- Born: Marie-Godfrieda Cecilia Bombeke 1933 Belgium
- Died: 2019 (aged 86) Sint-Jozef, Wetteren
- Other name: Sister Godfrida

Details
- Victims: 3-30+
- Span of crimes: 1976–1977
- Country: Belgium
- Date apprehended: 1978

= Cecile Bombeek =

Belgian serial killer (1933–2019)

Marie-Godfrieda Cecilia Bombeke, also known as Cecile Bombeek or Sister Godfrida (1933–2019) was a Belgian nun and nurse who allegedly killed more than 30 people between 1976 and 1977. She died in 2019 in Sint-Jozef, Wetteren. She was 86 years old.

==Background and crimes==
Cecile Bombeek was born in the small Belgian village of Overmere. At fifteen, she expressed a desire to become a nun and entered the Apostolic Congregation of Holy Joseph nearby Wetteren in Flanders. She lived in its cloister and spent much of her subsequent life working within the town's Old People's Home. She was now Sister Godfrida and soon gained a reputation for piety, hard work, and leadership. Sister Godfrida rose in the ranks of the order until she was appointed Mother Superior. She represented her order for many years within the hospital and wider community. In the mid-seventies, she served as geriatrics manager within a Belgian public hospital in Wetteren.
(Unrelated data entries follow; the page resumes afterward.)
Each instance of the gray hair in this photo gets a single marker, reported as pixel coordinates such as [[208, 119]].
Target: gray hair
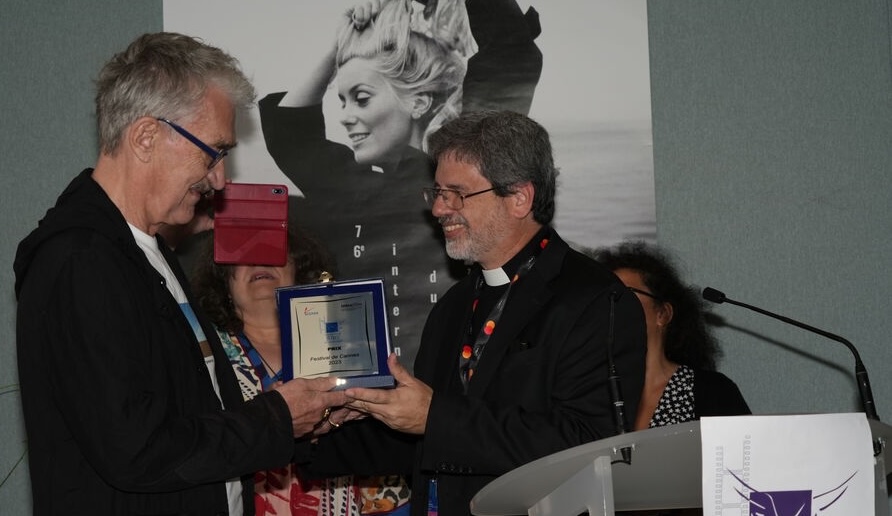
[[163, 74], [508, 148]]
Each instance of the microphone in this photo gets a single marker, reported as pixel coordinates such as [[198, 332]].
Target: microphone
[[613, 383], [718, 297]]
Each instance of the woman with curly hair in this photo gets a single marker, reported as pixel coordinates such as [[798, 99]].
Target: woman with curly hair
[[241, 302], [681, 383]]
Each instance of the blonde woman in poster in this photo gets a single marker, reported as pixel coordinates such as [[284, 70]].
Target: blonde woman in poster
[[401, 69], [240, 300]]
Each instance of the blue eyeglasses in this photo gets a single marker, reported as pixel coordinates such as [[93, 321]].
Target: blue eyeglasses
[[216, 155]]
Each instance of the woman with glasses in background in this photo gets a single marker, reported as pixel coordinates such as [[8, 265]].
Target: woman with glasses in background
[[681, 382]]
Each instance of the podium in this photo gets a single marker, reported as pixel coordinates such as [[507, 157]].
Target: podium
[[665, 474]]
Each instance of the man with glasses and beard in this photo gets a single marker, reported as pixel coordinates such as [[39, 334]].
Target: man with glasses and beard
[[515, 358]]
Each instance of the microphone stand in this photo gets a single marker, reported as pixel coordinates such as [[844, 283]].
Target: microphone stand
[[613, 384], [867, 404]]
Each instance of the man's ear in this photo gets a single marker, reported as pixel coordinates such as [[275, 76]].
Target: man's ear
[[665, 313], [141, 138], [522, 199], [421, 104]]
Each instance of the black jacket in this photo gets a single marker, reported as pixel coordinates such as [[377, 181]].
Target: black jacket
[[120, 413], [541, 385]]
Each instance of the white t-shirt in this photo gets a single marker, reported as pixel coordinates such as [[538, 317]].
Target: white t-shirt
[[149, 246]]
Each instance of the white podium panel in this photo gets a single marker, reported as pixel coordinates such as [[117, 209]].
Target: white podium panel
[[665, 474]]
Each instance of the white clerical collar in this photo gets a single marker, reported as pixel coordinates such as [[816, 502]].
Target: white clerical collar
[[495, 277]]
Bombeek's aberrant behaviour began after an operation to excise a brain tumor. Although the operation was outwardly a success, her colleagues noticed that strange behaviour had started shortly after she had recovered from her surgery. When they later investigated her case, local police consulted neurological specialists, who advised them that in some cases, personalities can shift after such an operation. After her surgery, Bombeek had been given morphine to ease her pain. She became addicted and became fixated on obtaining money for illicit supplies of the drug. In addition, she made lesbian overtures to other nuns.

After some time in this role, Bombeek was officially accused of killing three patients, due to allegations that each was too noisy at night. However, she was suspected of murdering more than 30 of that facility's elderly residents from 1976 to 1977. As well as these alleged homicides, she was also accused of stealing a large sum of money from her victims, as well as suspected repeated acts of torture, ripping catheters from patients and other abusive behaviour. Time magazine reported that Bombeek was finally apprehended through the efforts of fellow nuns who worked within the 38-bed geriatric ward and who recorded a string of mysterious deaths and other irregularities.
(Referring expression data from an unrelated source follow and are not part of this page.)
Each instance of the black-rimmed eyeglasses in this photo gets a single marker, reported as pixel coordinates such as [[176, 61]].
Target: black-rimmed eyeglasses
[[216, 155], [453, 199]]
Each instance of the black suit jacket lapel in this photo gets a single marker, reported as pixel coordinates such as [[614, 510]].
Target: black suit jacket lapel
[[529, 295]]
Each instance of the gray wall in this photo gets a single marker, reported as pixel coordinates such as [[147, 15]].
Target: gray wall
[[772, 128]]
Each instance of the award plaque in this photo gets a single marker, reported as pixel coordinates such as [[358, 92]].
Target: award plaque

On 16 January 1978, three Apostolic Congregation nuns – Sister Pieta, Sister Franziska, and Sister Godive – entered the Wetteren Police Station with allegations of aberrant conduct by Sister Godfrida, the geriatrics manager. The sisters stated that they had observed Godfrida drinking to excess and provided evidence that she also frequently used morphine and cocaine. Furthermore, she also made frequent journeys to Ghent, where she dined in sumptuous restaurants and drank premium vintage wine. The three nuns also documented instances of abusive corporal punishment of their sisters within the Apostolic Congregation convent.
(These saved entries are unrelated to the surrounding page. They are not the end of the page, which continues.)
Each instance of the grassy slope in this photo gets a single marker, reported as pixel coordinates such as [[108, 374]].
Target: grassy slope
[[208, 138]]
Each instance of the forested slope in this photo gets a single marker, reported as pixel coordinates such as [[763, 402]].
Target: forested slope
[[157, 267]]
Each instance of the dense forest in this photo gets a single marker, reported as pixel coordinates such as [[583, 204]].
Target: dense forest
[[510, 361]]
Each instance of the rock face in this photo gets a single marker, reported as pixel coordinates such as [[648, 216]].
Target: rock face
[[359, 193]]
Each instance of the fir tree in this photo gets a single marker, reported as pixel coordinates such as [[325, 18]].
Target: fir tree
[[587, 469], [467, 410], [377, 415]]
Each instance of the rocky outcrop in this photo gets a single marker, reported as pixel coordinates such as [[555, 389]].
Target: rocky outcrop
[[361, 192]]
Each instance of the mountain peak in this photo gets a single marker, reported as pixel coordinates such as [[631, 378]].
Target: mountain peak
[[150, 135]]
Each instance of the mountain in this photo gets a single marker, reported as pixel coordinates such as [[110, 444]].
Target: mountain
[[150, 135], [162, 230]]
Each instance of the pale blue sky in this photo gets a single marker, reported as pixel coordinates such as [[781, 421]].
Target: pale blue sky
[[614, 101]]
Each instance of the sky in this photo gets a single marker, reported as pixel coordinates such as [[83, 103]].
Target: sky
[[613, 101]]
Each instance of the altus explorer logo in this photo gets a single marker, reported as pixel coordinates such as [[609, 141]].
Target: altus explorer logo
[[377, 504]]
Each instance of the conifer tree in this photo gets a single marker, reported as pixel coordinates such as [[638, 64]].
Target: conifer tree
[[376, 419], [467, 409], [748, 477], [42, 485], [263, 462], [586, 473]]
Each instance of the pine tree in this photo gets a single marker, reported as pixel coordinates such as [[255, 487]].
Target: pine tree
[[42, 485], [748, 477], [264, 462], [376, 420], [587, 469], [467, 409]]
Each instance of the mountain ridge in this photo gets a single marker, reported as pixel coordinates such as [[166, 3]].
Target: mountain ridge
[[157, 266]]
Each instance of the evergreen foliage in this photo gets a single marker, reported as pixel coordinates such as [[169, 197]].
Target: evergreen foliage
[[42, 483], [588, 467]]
More seriously than this, the three nuns disclosed that Bombeek had murdered Maria van der Gunst (87), an elderly woman who suffered from diabetes and was killed through an insulin overdose, which induced a severe hypoglycemia attack. Once she had killed Mrs. Van Der Gunst, Bombeek had used her money and jewelry to finance her expensive expeditions to Ghent. While an autopsy did not reveal significantly elevated levels of insulin in Mrs. Van Der Gunst's body, Bombeek confessed to Van Der Gunst's murder. She had also killed Pieter Diggmann, 82, and Leon Maihofer, 78, also diabetics, with similar insulin overdoses, in 1977.

==Aftermath==
Bombeek was found incapable of facing trial due to insanity. She was committed to a psychiatric institution.

As a consequence of her actions, Bombeek attained some level of notoriety. A thinly disguised account of her misdeeds was filmed as the Italian nunsploitation film Suor Omicidi/Killer Nun. The publicity for the film described "A demented nun sliding through morphine addiction into madness, whilst presiding over a regime of lesbianism, torture and death. Sister Gertrude is the head nurse/nun in a general hospital, whose increasingly psychotic behavior endangers the staff and patients around her."

==Death==
Bombeek died aged 86 in 2019 at a care centre in Sint-Jozef, Wetteren, near Ghent.